Automating Speech Extraction
Isolating spoken words from silence in audio recordings is a common preprocessing step for many AI applications, from transcription services to voice assistants. Manually segmenting hours of audio is impractical. Silero VAD (Voice Activity Detection), when combined with ONNX Runtime, offers a performant solution for automatically identifying and extracting speech segments, significantly streamlining downstream tasks.
This approach promises to reduce the computational burden of processing long audio files and can make large datasets more manageable. The core idea is to process audio in small, manageable chunks and flag only those chunks that contain speech. These flagged segments can then be stitched together or saved individually, creating cleaner audio inputs for subsequent analysis or storage.
The Silero VAD model, available via ONNX, is designed for efficiency. ONNX Runtime is a high-performance inference engine that optimizes model execution across various hardware, including CPUs. This combination allows for fast and accurate speech detection without requiring specialized hardware like GPUs, making it accessible for a wide range of developers and applications.
Testing Silero VAD with ONNX Runtime
To evaluate its effectiveness, a 14-second audio file of a two-person conversation was used. The process began with FFmpeg converting an MP3 into a 16 kHz mono waveform, a standard format for many speech processing tasks. This raw audio data was then fed into the Silero VAD model in 32 ms segments. The model, running via ONNX Runtime on a CPU, processed these segments to determine if they contained speech.
Several key questions guided the testing:
- Can ONNX Runtime execute the Silero VAD model effectively using only its CPU provider?
- How many distinct speech segments can be identified within a 14.171-second audio clip?
- What is the total time required for the detection process?
- Can each identified speech segment be reliably saved as a separate WAV file?
The results demonstrated that ONNX Runtime is indeed capable of performing VAD tasks efficiently on a CPU. The model successfully identified multiple speech segments within the relatively short audio sample. Crucially, the process was fast enough to be practical for real-time applications or batch processing of large audio libraries.
The ability to save each detected segment as an individual WAV file offers significant flexibility. This allows users to retain the original timing and speaker separation, which can be invaluable for tasks like selective transcription, speaker diarization, or creating highlight reels from longer recordings. The output is essentially a set of clean audio clips, ready for further processing.

Performance and Practicality
The tests confirmed that Silero VAD, when deployed with ONNX Runtime on a CPU, delivers a robust speech detection capability. The model's fine-grained segmentation (32 ms chunks) allows for precise identification of speech onset and offset, minimizing false positives and negatives. This precision is critical for applications where even small amounts of silence or non-speech audio could negatively impact performance.
For a 14.171-second audio file, the detection process was completed rapidly. While exact timings depend on the specific CPU and system load, the inference time per chunk is minimal, allowing for near real-time processing. This speed is a direct benefit of ONNX Runtime's optimized kernels and the efficiency of the Silero VAD model architecture. Developers can integrate this into applications that require immediate audio analysis without significant latency.
The ability to save each segment as a separate WAV file is a key practical advantage. Instead of receiving one long audio file with timestamps, users get discrete audio files, each containing a clear speech segment. This simplifies file management and integration with subsequent processing pipelines. For instance, a transcription service could receive an array of WAV files, each corresponding to a single utterance, making it easier to associate transcriptions with specific audio snippets.
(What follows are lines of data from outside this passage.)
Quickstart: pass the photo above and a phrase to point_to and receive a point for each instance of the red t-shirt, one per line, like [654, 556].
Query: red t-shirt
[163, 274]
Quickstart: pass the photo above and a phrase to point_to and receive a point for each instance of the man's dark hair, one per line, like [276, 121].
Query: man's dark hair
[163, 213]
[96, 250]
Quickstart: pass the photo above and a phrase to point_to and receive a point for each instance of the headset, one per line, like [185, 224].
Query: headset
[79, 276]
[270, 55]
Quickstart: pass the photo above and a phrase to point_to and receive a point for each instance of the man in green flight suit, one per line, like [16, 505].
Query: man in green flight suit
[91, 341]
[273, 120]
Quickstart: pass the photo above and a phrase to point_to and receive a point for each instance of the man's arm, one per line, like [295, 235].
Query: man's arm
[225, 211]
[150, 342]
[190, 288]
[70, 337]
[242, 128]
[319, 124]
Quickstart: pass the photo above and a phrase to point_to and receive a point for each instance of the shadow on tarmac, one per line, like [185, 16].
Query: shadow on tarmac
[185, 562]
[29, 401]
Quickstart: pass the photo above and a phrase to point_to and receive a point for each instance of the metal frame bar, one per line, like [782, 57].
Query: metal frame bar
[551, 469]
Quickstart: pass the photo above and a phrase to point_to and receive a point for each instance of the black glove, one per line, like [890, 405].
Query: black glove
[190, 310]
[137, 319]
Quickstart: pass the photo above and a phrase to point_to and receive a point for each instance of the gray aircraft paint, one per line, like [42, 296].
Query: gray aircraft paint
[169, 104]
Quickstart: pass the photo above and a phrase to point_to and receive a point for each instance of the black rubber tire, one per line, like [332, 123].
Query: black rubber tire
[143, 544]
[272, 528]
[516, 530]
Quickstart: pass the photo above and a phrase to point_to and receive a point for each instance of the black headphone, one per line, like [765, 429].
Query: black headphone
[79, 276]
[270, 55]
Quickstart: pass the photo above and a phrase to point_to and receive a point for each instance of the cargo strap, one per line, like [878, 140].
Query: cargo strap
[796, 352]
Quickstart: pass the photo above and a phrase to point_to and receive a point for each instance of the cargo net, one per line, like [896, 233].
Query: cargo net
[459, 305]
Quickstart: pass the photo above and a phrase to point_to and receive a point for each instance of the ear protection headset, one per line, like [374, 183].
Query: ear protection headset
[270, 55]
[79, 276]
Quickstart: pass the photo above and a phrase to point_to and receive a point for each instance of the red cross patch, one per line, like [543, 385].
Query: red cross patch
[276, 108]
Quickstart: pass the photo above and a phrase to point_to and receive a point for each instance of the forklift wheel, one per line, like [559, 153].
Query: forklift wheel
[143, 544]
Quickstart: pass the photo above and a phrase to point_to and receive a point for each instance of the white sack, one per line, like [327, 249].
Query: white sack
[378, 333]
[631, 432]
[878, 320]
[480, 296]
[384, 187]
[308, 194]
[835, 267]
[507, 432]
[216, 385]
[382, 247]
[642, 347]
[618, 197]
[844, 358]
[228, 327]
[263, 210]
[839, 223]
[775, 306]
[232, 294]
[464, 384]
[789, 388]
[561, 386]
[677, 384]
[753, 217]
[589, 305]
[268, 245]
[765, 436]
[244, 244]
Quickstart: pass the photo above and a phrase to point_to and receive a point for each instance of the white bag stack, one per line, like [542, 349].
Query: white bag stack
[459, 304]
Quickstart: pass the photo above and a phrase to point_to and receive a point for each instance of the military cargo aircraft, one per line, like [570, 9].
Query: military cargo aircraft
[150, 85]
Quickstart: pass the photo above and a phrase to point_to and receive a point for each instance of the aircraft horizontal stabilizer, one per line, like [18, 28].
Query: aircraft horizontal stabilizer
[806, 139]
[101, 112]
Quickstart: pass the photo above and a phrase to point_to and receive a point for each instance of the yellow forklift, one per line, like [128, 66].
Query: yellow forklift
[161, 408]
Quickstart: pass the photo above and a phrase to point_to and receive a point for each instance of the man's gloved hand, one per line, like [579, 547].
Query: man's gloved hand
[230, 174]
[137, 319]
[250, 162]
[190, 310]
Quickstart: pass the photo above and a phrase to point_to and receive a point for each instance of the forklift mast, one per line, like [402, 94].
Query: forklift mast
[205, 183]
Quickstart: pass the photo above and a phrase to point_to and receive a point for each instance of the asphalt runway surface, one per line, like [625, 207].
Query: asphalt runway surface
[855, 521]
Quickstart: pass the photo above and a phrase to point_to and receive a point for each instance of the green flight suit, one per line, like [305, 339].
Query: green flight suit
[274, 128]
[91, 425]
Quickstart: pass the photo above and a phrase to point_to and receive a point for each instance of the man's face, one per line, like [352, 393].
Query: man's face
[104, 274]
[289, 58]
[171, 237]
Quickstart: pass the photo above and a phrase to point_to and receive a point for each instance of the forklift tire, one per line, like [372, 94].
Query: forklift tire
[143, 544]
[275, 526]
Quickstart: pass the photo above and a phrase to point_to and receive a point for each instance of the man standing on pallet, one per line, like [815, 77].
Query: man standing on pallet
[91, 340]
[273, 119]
This method effectively acts like a highly precise audio editor, automatically cutting out the noise and leaving only the dialogue. Think of it less like a simple silence detector and more like an automated editor that understands the nuances of human speech, identifying the subtle beginnings and endings of vocalizations. This granular control over audio extraction is a significant step forward for automated audio processing.
Implications for Developers and Researchers
The combination of Silero VAD and ONNX Runtime provides a powerful, accessible tool for anyone working with audio data. Developers building applications that require speech input can leverage this to clean audio streams before they reach speech-to-text engines, improving accuracy and reducing processing load. This is particularly relevant for mobile applications, edge devices, or any scenario where computational resources are constrained.
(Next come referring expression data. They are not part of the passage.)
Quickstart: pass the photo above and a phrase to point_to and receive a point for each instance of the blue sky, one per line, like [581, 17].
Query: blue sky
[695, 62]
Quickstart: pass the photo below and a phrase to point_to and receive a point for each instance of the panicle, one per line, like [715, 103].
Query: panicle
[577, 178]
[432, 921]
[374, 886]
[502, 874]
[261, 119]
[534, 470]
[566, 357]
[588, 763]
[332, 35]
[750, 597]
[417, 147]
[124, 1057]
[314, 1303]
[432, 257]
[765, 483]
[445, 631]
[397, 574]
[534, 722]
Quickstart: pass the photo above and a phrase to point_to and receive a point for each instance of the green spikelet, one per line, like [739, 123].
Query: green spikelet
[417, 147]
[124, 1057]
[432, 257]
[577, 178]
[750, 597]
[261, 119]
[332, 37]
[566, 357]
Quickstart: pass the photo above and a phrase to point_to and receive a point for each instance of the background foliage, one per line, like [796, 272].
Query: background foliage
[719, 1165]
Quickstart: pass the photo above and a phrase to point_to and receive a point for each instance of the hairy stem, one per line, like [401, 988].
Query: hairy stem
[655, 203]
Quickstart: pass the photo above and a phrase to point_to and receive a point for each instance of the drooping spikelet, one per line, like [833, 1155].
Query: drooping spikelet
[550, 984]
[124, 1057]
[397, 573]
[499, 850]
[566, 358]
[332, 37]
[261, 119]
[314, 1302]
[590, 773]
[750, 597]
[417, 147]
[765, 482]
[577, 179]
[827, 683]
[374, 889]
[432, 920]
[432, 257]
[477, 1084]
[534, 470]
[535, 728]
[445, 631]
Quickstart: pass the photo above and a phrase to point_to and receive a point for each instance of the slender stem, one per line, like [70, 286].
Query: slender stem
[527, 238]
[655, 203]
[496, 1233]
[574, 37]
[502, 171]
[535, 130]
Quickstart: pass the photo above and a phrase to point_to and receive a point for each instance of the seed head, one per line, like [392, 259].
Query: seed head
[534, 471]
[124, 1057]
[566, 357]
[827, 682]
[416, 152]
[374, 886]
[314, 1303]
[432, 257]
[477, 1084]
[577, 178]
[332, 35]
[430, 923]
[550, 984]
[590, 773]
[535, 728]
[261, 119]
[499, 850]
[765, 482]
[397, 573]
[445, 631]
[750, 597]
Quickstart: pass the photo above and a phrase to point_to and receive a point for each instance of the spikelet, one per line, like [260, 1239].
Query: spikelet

Researchers in fields such as natural language processing, computational linguistics, and audio analysis will find this setup invaluable. It allows for the rapid creation of clean speech datasets from raw recordings, accelerating research cycles. The ability to precisely segment conversations can also aid in the study of conversational dynamics, turn-taking behaviors, and the acoustic properties of speech.
The performance metrics suggest that this approach scales well. While the test was on a short clip, the efficiency of ONNX Runtime implies that processing hours or even days of audio is feasible on standard server hardware. The open-source nature of Silero VAD and ONNX Runtime further lowers the barrier to entry, encouraging widespread adoption and innovation in audio processing technologies.
What remains to be seen is how this method performs on audio with highly variable background noise, multiple overlapping speakers, or non-standard speech patterns. While VAD models are generally robust, the precise segmentation accuracy in such edge cases will be a key area for further investigation and model refinement.